More than 20 of China's third-party payment services, handling the lion's share of 8.8 trillion US dollars' worth of yearly transactions, have begun plugging their data into a mandated central clearing house.
The milestone comes ahead of a Sunday deadline requiring all banks and online payment systems to connect to the platform, as the nation's central bank pushes for a finger on the pulse of the world's leading digital payment sector.
Digital payment first spawned as a necessary byproduct of e-commerce, but in recent years has mushroomed at an astonishing pace. Transaction volumes in 2016 quadrupled from the previous year to reach a colossal 58.8 trillion yuan, according to figures from Beijing-based consultancy research.
Its size is expected to continue setting records, growing at over 30% in the next two years, forecasts the research firm.
Online payment has been an area that has been gone under the radar, and when users pay with their phones or on their desktops, bank information shows the third party provider as the recipient, leaving many vital details of the transaction murky.
This has allowed such payment activity to skirt the scrutiny of regulators, and as third party payments increasingly permeate everything from payment of utility bills, purchases of valuable merchandise to bank transfers, they have become a segment of finance too large to be left unexamined.
“Vast amounts of banking information have been rendered opaque to the central bank, denying the institution a full analysis of the nation’s financial data,” says Cai Kailong, co-founder of fintech industry association IFC1000. “This impedes the making of reasonable decisions for financial regulations and monetary policy, and is a road block for anti-money laundering campaigns,” he says.
Authorities have required that all third-party payment transactions will be channeled through the new clearing platform starting June 30 next year.

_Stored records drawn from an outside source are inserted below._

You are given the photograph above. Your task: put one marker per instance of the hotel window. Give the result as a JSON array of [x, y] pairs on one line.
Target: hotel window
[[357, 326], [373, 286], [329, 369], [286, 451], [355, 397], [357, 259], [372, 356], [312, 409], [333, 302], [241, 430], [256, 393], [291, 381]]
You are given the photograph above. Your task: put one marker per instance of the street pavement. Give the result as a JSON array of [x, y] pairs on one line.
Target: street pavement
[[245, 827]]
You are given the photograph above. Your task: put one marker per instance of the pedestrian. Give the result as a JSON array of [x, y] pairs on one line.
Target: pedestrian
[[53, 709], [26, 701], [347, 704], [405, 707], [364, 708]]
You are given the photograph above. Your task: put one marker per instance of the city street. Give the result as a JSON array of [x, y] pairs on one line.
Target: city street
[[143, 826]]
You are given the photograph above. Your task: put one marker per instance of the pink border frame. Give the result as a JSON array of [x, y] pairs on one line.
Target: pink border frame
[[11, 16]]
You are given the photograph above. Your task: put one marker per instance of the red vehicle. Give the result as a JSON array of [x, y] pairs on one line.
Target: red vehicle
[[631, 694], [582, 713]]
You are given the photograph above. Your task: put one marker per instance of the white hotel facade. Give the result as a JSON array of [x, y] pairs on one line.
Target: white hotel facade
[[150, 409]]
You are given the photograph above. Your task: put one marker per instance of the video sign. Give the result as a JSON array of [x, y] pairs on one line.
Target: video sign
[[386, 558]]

Alipay and Tenpay, the two payment behemoths which account for a combined 95 percent of China's online payment market, connected with the clearing house this spring in trail run, less than a year after the blueprint for the platform was approved by the central bank in August 2016.
These two main players became guinea pigs for the platform, not merely out of duty, but also out of a vested interest. Both Alipay, affiliated with e-commerce giant Alibaba, and Tenpay, owned by Tencent are stakeholders in the new platform, each holding a 10% investment.
The two follow behind the central bank, with over 30% stake, as the largest investors behind the clearing house.
Apart from an added layer of safety, the average consumer will hardly be able to tell the difference in the form in increased transaction charges as the central clearing house does not seek a profit through additional fees, says Cai.